Little Zombies : Orphelins dans la poudrière

Le cinéaste japonais Makoto Nagisha s’est d’abord fait remarquer en 2017 à Sundance avec son court métrage And so we put Goldfish in the pool, qui remporta à l’occasion le Prix spécial du jury. Son premier long-métrage devait sortir sur les grands écrans en novembre, mais ce sera finalement lors de la grande ré-ouverture de fin d’année 2020 que l’on pourra découvrir Little Zombies. Histoire de terminer une année bien pourrave sa mère en voyant un film qui s’efforce de sublimer le malheur des humains que nous sommes.

Little Zombies met en scène quatre enfants/ados qui se rencontrent lors des cérémonies funéraires de leurs parents respectifs.
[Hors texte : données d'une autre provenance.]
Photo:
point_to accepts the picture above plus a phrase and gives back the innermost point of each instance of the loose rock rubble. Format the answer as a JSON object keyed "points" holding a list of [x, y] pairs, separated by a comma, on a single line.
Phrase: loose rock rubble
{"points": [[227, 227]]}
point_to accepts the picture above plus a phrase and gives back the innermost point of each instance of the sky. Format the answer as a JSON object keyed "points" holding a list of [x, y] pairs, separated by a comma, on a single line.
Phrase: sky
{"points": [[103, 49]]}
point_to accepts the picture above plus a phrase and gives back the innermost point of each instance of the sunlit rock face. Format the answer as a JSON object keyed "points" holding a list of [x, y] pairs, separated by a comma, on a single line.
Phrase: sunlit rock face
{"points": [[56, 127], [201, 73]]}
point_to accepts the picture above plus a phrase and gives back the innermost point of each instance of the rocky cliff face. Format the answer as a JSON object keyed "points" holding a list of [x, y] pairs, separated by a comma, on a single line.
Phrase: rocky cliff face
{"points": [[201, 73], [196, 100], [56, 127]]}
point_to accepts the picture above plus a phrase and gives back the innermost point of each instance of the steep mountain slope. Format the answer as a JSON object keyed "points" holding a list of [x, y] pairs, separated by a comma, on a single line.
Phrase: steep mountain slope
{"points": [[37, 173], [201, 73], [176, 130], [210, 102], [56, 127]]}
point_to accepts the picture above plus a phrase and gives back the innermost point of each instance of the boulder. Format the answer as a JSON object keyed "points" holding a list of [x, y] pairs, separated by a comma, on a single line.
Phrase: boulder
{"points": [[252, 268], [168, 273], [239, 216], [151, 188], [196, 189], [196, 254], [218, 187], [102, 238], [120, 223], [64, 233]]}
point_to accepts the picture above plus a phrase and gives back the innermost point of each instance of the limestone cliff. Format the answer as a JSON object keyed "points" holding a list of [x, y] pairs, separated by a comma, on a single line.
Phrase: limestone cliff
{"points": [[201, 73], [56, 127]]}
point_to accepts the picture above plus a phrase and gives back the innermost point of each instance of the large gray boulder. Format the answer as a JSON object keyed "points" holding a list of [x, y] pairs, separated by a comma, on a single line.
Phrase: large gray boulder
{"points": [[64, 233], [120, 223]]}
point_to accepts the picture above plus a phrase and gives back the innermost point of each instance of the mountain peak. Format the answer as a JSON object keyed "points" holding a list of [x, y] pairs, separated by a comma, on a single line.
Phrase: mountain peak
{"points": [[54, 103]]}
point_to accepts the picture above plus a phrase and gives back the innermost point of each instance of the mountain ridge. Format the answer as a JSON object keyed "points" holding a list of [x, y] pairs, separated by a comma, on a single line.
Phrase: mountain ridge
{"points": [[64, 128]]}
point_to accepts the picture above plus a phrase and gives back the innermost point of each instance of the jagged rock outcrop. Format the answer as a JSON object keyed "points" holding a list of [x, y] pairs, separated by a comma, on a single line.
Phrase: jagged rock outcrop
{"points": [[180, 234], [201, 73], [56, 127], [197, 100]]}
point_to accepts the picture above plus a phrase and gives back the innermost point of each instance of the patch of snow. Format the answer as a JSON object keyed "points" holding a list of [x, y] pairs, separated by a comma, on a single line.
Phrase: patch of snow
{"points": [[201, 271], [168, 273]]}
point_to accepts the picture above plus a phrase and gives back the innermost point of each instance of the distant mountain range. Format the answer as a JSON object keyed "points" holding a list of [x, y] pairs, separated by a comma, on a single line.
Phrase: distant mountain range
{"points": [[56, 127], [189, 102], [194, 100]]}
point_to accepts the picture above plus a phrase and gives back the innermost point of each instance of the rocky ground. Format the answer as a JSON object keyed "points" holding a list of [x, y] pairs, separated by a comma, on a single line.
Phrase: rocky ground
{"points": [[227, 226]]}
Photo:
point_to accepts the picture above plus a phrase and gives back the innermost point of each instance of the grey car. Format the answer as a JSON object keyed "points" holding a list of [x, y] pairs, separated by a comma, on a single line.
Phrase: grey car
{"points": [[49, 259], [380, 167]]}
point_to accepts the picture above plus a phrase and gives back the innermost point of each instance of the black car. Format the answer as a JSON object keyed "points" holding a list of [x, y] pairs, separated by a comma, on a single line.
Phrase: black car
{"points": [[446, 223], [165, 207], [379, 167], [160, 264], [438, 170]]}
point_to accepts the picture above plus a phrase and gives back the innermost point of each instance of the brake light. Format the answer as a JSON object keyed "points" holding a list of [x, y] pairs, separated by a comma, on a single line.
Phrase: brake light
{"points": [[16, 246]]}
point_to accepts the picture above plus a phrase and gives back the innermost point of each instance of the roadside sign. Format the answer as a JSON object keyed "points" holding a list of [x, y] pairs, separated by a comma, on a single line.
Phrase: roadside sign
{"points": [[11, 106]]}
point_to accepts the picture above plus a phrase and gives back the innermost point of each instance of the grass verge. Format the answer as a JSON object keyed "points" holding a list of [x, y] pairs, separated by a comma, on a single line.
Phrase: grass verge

Face à la solitude qui guette, au basculement de leurs vies et surtout à une société foncièrement inhumaine qui n’hésite pas à traiter le deuil comme une marchandise quelconque, ces gamins s’unissent et forment un groupe de musique. A travers un tube de rock explosif qui fait sensation, ils vont mettre en scène leur deuil comme ils l’entendent… Mais surtout comme l’entend un réalisateur bien allumé du bulbe.
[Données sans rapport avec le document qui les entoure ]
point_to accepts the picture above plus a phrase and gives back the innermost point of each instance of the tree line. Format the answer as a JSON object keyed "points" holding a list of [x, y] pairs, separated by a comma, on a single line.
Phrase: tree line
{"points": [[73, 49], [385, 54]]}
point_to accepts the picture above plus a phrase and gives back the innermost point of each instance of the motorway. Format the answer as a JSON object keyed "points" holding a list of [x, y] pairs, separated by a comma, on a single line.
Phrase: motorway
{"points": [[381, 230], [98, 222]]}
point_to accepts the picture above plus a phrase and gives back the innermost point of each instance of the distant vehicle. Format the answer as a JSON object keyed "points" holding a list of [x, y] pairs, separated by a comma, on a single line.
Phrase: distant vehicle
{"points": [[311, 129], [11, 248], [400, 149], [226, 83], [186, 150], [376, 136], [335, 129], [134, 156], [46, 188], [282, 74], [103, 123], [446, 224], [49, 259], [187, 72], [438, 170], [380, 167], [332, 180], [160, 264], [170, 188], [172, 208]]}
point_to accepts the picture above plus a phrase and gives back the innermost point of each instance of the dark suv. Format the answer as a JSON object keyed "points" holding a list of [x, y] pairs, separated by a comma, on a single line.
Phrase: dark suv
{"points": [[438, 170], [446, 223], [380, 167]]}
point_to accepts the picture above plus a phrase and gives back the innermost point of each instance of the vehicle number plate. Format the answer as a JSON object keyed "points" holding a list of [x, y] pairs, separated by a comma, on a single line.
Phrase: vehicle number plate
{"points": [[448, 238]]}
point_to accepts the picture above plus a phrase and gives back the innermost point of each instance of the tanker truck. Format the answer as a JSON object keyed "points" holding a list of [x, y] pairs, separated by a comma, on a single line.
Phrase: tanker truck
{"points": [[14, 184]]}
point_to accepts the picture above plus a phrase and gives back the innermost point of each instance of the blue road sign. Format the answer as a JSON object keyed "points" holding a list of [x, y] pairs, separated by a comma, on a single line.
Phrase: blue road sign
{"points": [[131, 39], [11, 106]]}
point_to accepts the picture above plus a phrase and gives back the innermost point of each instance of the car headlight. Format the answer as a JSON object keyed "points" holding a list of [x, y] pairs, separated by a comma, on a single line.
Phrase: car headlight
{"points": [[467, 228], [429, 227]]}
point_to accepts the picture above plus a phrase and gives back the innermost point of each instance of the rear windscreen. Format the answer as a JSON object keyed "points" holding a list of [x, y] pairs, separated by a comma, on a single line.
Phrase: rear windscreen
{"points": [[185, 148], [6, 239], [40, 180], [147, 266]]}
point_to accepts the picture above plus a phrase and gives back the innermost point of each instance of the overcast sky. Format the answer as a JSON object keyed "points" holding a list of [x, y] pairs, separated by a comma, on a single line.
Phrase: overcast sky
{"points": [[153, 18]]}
Si nous étions un site qui abuse de phrases bateaux, on pourrait dire que Nagisha est un cinéaste « avec un univers à soi », ce qui est bien mignon mais ne veut rien dire si on creuse le propos. Restons donc à ce qui est visible et plus direct : Little Zombies est un film déjanté. Esthétiquement parlant en premier lieu : le gamin principal Hikari (Keita Ninoyima) est sans cesse plongé dans une vieille Game Boy, et les visuels découlent de cette atmosphère rétro-gaming. L’image est ultra stylisée, le cadre travaillé (l’intégralité des plans a été pensé à l’avance sur des storyboards très complets) et les couleurs acidulés jusqu’à l’abus ; une manière pour lui et ses nouveaux camarades de camoufler la froideur et surtout le cynisme du monde qui les entoure.
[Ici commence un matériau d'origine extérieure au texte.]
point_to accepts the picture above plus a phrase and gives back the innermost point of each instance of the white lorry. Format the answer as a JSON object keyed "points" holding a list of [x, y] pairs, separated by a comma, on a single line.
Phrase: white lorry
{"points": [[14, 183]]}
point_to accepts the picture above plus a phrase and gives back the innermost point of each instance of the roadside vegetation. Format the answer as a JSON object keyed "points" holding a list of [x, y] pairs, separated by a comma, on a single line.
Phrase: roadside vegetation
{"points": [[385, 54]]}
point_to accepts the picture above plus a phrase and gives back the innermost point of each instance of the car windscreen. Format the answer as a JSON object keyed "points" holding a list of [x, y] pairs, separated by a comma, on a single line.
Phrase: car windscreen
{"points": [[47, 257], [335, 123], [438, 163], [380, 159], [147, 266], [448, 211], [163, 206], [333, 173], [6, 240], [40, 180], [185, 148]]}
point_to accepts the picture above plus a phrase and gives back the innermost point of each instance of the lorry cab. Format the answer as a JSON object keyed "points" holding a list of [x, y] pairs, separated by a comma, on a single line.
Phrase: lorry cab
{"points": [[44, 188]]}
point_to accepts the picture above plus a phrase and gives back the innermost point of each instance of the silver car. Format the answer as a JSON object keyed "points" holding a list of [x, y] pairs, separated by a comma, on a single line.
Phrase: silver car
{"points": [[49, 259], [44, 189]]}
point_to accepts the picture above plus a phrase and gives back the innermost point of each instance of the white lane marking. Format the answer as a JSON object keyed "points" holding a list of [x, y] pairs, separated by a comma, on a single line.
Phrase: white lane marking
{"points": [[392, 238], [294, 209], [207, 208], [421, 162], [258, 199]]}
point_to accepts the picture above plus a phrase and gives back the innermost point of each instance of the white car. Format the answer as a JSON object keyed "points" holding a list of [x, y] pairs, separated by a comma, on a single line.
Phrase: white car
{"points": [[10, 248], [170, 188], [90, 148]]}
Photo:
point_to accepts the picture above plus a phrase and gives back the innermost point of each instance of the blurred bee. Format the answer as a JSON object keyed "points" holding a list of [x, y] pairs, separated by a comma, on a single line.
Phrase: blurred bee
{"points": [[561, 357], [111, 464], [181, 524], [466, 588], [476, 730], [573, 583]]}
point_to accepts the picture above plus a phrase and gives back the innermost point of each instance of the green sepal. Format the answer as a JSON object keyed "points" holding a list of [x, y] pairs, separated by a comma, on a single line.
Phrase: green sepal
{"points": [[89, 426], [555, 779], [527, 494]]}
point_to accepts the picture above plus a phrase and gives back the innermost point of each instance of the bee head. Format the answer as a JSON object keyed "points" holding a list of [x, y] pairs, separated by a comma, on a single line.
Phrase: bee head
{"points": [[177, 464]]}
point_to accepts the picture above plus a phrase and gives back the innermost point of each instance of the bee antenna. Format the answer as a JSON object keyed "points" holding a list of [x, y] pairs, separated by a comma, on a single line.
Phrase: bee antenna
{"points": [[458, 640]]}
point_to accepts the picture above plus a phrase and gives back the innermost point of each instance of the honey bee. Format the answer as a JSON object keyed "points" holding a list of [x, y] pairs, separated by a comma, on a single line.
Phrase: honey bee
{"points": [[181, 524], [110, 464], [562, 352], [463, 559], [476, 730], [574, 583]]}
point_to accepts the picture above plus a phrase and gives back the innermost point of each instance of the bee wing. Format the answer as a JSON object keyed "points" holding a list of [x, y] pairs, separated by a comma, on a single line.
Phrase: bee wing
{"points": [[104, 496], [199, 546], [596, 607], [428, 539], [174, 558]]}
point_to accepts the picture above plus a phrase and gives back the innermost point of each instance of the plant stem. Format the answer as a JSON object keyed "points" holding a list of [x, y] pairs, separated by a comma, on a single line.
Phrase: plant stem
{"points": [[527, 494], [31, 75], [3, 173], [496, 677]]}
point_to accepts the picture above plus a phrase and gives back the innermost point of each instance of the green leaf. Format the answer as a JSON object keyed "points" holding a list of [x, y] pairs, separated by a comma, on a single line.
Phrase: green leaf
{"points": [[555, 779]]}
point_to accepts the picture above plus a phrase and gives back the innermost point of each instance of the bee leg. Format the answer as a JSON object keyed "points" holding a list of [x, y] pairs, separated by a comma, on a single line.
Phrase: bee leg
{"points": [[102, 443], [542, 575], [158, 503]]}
En effet si Little Zombies s’aventure – formellement – dans l’irréel et le fantasme, il est en soi plaqué sur le réel et n’y échappe jamais réellement. Car au fond, ce film n’est que la présentation d’un deuil rendu impossible par la cruauté d’un univers capitaliste dépourvu de bon sens. Sans jamais tomber dans la cruauté, Nagisha dépeint justement cette dernière dans toutes les strates de la société japonaise, qui semble se nourrir sans vergogne de tout ce qu’il peut y avoir de sincère dans ces pauvres enfants. Cela commence même avant les enterrements avec la cause de la mort des parents (que nous ne divulgâcherons pas ici), puis continue avec les services funèbres qui sont présentés comme les presque-pire rapaces.

Les pires, justement, sont ceux qui tentent de s’emparer de la musique créée par les héros sur leur tristesse pour en faire un business. Little Zombies semble ainsi prendre le parti, schématique mais trop souvent vrai, d’un monde adulte froid et calculateur opposé à l’enfance consciente des injustices du monde. Et si Nagisha n’est pas à l’abri de quelques erreurs communes aux premiers longs-métrages (confusion de la narration, longueurs sur le premier acte), il réussit toutefois à proposer une oeuvre qui ne ressemble à aucune autre dans le paysage du moment. Il faut bien ça pour nous ramener sur le chemin des salles obscures.

Little Zombies, de Makoto Nagisha, sortie en salles le 16 décembre 2020.